Thankfully, cooperation is increasing.
The German-led European Sky Shield Initiative aims at merging allied air defense efforts.
Besides being labelled a “procurement initiative,” the battle-proven IRIS-T air defense system is now part of broader European acquisitions.
The goal of creating a joint Nordic air defense, consisting of Swedish, Norwegian, Finnish, and Danish air forces, shows the forward-thinking approach of the Nordic countries.
Finally the British-led Joint Expeditionary Force is increasing its footprint in the Nordic-Baltic region, another important step.

Future Dynamics

Current assessments of Russian military capabilities in the broader Baltic Sea region are mixed.
Moscow’s position in the Kaliningrad Oblast and the western Russian border regions appears comparatively weak.
This is because materiel and personnel have been ordered to Ukraine and the original strength has not been restored.
Yet this mainly applies to land forces, like the Baltic Fleet’s 11th Army Corps, and capabilities like air defense systems.
And it may not prove true forever.
Analysts expect a certain regrowth of the Russian military to take place in the upcoming years.
Besides its fatal losses in the Black Sea, the Russian navy continues to commission new vessels at a pace observers have grudgingly called “impressive.” Kaliningradoffers Russia opportunities to influence the southeastern part of the Baltic Sea region, even as it also serves as a truly vulnerable Russian outpost.
In short, for the Baltic littoral, the Russian threat remains.

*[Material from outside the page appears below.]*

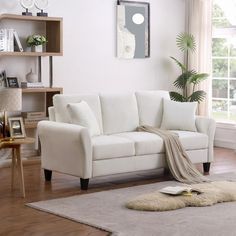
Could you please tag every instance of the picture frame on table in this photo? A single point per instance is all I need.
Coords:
(16, 127)
(12, 82)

Ukrainian innovation and adaptiveness in the Black Sea offers NATO some options in terms of how to respond.
Denial capabilities, paired with increasing intelligence, surveillance, and reconnaissance capabilities, would allow NATO allies ought to better contain Russian naval force in the Baltic.
However, the West should prepare for Russia not only to reconstitute but also adapt its forces based on lessons from the Black Sea.
This could reinforce a dynamic of mutual area of denial — even creating a limited and temporary “maritime no man’s land” for crewed vessels in areas like the southern Baltic.
Due to the Baltic’s narrow character, this is possible even with limited means.

Looking forward, NATO allies should consider the sea’s challenges while orchestrating a capable allied force to defend against and deter potential aggressions.
This includes taking advantage of islands, archipelagos, and coastal areas.
It also means challenging the misleading idea that these islands are “unsinkable aircraft carriers.” Ukraine’s tactics have shown the need for a diversified set of bases and airstrips to cope with Russian strikes.
The problem with islands, however, is that you cannot move them.
So, while many of them are valuable for sea control, they are not invulnerable.
With this in mind, the smaller and more numerous islands along Baltic coasts and archipelagos should be included in planning.
Regional forces could adopt an approach of distributed lethality, while larger NATO assets like U.S.
guided-missile destroyers could support, deter, and fight along the broader northern flank from the North Atlantic up to the Arctic.
Nevertheless, during a kinetic conflict, a NATO including Sweden and Finland should be able to achieve a certain level of control in particular parts of the Baltic, like the Gulf of Bothnia and the Danish straits.

Such high-intensity preparations, however, should be accompanied by serious political preparations.
This means that NATO’s leadership has to prepare for the potential of nuclear blackmail and escalation.
In the event of a kinetic conflict, would leaders in Europe and the United States be willing, for example, to strike the Kaliningrad Oblast to fully diminish large parts of the conventional threat in the Baltic Sea region? Regardless of the answers to these questions, NATO and the United States remain central to defense and deterrence in the Baltic Sea region.
What happens in the Baltic will have major implications for regional defense and deterrence efforts.
As such, it should be of interest to alliance members well beyond the sea’s littoral.